Deutsche Presse-Agentur called it "one of the most dramatic studies on the developments in" Iraq. DPA noted that "The U.S. troop increase in the Baghdad area had not helped curtail the violence, the report added, but only shifted it to different regions of the country."

Agence France-Presse said that Stansfield's report states, judiciously: "It is now possible to argue that Iraq is on the verge of being a failed state which faces the distinct possibility of collapse and fragmentation."  AFP observed that Stansfield's report specifies changes that must be made in the U.S.'s approach:  "A political solution will require Sunni Arab representatives' participation in government, the recognition of radical Shiite Muslim leader Moqtada al-Sadr as a legitimate political partner, and a positive response to Kurdish concerns."  But "the Iraqi government is only one among many 'state-like' actors, and is largely irrelevant in terms of ordering social, economic, and political life."

The Daily Mail (London) quoted this phrase:  "[I]t can no longer be assumed that Iraq will survive as a united entity."

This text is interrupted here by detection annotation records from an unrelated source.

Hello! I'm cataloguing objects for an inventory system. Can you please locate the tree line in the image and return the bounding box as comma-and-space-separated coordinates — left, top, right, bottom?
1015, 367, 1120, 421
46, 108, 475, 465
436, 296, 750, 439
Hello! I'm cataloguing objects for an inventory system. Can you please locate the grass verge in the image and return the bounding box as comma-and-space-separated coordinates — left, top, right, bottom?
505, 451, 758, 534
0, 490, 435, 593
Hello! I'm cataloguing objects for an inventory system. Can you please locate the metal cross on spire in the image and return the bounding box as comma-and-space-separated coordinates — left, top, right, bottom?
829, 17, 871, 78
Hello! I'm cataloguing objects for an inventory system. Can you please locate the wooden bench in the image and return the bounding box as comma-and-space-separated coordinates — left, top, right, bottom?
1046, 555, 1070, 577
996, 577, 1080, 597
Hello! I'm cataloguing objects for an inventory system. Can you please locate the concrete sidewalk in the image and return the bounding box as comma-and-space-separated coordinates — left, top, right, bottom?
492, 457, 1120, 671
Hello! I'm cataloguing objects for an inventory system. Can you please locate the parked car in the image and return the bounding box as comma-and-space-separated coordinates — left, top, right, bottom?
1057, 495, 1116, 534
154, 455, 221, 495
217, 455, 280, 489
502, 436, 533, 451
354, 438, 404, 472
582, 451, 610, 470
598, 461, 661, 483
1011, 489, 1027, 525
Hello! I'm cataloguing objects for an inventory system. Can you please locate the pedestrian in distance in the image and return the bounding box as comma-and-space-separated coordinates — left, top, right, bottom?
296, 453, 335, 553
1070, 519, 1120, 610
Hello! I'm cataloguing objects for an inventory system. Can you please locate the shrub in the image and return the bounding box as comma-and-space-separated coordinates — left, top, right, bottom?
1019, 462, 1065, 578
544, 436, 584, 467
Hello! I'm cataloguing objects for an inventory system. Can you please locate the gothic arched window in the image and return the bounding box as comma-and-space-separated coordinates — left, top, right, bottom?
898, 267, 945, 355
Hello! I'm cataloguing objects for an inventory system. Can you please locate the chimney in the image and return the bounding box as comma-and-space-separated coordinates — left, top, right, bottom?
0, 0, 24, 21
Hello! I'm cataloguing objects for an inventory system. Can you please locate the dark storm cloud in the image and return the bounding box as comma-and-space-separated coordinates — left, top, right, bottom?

A Voice of America reporter interviewed Michael Lowe, manager of the Middle East program at Chatham House, who put at seven or eight the number of "wars taking place in Iraq today."  Despite the absurd proclamations of optimism heard in Washington, D.C., and London, "Lowe says the argument can be made that Iraq has already broken up.  'The Iraqi government carries little authority outside the Green Zone in Baghdad, huge swathes of Iraqi territory are effectively run by local powers, whoever holds military and indeed economic power in specific localities, whether it be in Basra in the very south or in the Kurdistan region on the very north,' he added.  'Because of the breakdown of Iraqi society and the polarization of identities, whether they are sectarian or ethnic, power in Iraq is now devolved to the regions and this has left the country fragmented and perhaps even shattered."

BBC News diplomatic editor James Robbins called Chatham House "the leading foreign policy think tank," and said that the failure of the Bush "surge" in Iraq described in the report "will confront the Bush Administration with a real dilemma."

But a Google News search on the afternoon of May 17 showed that the Chatham House report (.pdf file available at this link) was all but ignored by U.S. mainstream media sources.


"We nonviolently oppose the reliance on unilateral military actions rather than cooperative diplomacy."